Esse fato me fez lembrar um acontecimento que se deu nos últimos anos da década de setenta. A “meia idade” já me permite fazer certas analogias. Refiro-me ao filme baseado na obra de Nelson Rodrigues “bonitinha, mas ordinária”. Tinha 11 ou 12 anos quando presenciei a conversa entre a minha mãe e minha avó. Elas foram assistir ao filme protagonizado por Lucélia Santos. A atriz acabara de fazer enorme sucesso como a personagem principal da novela “escrava Isaura”. Foram ver a personagem e voltaram falando “cobras e lagartos” da atriz. Só me restou a imaginação das “cenas quentes” que me foram injustamente sonegadas, afinal, o título do filme e as metáforas moralistas das minhas queridas ascendentes não me permitiram pensar em outra coisa: sexo.

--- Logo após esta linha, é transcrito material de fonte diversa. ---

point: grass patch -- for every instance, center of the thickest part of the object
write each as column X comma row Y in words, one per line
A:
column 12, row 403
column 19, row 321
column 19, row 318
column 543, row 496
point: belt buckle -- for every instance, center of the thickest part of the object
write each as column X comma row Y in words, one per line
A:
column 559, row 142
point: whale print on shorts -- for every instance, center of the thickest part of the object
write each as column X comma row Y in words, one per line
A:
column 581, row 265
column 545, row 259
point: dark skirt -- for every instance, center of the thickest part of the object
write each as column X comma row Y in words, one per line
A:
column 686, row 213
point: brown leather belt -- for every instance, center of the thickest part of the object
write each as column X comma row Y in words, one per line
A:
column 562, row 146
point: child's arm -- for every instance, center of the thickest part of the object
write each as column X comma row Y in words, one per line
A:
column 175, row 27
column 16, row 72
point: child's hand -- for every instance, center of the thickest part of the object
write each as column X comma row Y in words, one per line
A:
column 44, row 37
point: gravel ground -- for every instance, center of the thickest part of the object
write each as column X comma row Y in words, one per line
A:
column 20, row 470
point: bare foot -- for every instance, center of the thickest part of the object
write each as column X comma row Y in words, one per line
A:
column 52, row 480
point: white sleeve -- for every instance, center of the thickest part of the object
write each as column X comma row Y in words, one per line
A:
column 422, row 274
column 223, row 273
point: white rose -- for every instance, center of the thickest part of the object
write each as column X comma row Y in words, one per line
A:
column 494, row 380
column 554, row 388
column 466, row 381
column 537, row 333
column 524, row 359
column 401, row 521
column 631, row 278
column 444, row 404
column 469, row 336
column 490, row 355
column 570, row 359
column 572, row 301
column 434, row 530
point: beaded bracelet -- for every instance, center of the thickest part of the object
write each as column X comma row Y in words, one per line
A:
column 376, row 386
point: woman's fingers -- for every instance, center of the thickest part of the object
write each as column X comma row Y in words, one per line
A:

Naquela época peitinhos, bundas e “xoxotas” não estavam explicitamente à mostra na mídia e o acesso aos filmes “proibidos” não era fácil. Ver parte das nádegas de uma mulher podia levar qualquer jovem ao clímax. O casamento ainda era o meio mais eficaz para legitimar (e viabilizar) a prática sexual entre os jovens, e o uso de anticonceptivos ainda era tabu.

As mulheres eram, sem qualquer pudor, submissas na vida privada e não ocupavam cargos de relevância na pública. Dentre as virtudes femininas estava a habilidade nas tarefas domésticas. Sonhavam com o príncipe capaz de lhes "salvar" das amarras paternas.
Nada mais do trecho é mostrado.